Le chef-d'œuvre de la sculptrice française Camille Claudel (1864-1943), La Valse, exposé dans différents tirages et dans des versions réalisées en divers matériaux à partir de 1893, montre deux corps si fluides que l'artiste Kiki Smith les décrit dans un essai du catalogue de l’exposition comme se déplaçant l'un vers l'autre tels des « algues ancrées sous l'eau ».

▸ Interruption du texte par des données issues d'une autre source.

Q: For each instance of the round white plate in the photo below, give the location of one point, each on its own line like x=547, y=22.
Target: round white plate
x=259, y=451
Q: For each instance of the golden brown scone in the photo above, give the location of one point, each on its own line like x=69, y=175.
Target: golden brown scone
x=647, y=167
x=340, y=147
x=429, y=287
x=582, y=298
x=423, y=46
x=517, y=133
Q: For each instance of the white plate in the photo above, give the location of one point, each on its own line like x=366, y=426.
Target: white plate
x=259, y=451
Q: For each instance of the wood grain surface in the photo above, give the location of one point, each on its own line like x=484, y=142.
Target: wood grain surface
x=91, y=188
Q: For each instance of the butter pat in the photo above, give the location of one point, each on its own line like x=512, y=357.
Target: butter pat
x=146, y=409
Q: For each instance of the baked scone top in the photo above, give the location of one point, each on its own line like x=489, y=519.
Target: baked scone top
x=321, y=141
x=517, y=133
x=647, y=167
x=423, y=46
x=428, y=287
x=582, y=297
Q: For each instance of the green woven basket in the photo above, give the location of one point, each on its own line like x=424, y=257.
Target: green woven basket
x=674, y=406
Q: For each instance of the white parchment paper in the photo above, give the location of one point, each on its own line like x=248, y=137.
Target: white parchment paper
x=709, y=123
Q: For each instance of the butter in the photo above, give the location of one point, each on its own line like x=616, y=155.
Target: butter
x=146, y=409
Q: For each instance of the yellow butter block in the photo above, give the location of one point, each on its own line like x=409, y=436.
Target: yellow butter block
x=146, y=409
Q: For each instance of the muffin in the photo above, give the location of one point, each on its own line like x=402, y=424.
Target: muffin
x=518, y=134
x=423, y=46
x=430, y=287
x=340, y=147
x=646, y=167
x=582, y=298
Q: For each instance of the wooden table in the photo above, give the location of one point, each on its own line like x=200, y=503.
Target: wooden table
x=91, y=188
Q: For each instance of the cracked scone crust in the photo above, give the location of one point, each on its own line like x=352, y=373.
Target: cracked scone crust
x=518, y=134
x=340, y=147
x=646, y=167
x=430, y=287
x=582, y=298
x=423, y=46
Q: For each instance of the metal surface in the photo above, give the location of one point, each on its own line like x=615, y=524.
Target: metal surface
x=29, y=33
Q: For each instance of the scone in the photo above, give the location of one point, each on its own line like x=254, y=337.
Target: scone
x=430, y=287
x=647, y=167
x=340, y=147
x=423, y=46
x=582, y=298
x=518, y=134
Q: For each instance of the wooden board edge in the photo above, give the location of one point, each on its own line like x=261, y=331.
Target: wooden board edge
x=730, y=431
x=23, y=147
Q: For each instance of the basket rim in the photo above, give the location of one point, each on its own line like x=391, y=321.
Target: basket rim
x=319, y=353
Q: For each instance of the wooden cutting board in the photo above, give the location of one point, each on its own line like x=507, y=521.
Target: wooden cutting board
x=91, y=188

Cette œuvre a été exposée dans un musée américain pour la dernière fois en 2005, lors de l'exposition « Camille Claudel and Rodin : Fateful Encounter » au Detroit Institute of Arts. C’est l'une des pièces majeures présentées dans la rétrospective Camille Claudel à l'Art Institute of Chicago, dont le parti pris est de mettre en lumière une sculptrice visionnaire à part entière et remarquablement pragmatique, rompant ainsi avec le prisme de lecture habituel de l’influence du puissant sculpteur masculin.
Cet objectif est certes difficile à atteindre, Auguste Rodin ayant été le professeur, le collaborateur et l'amant de Camille Claudel avant son internement psychiatrique – de surcroît, il surpasse tous les sculpteurs de l'époque. « Rodin est incontournable », constate Emerson Bowyer, conservateur de la peinture et de la sculpture européenne au Art Institute of Chicago et co-commissaire de l'exposition avec Anne-Lise Desmas du Getty Museum de Los Angeles, où l'exposition voyagera ensuite. « Et peut-être avons-nous été un peu artificiels dans notre approche en essayant de l'exclure autant que possible », reconnaît-il, expliquant qu'il s'agit d'une « décision très concertée » pour contrebalancer les récits biographiques salaces (y compris le film réalisé en 1988 par Bruno Nuytten avec Isabelle Adjani) qui éclipsent si souvent son travail.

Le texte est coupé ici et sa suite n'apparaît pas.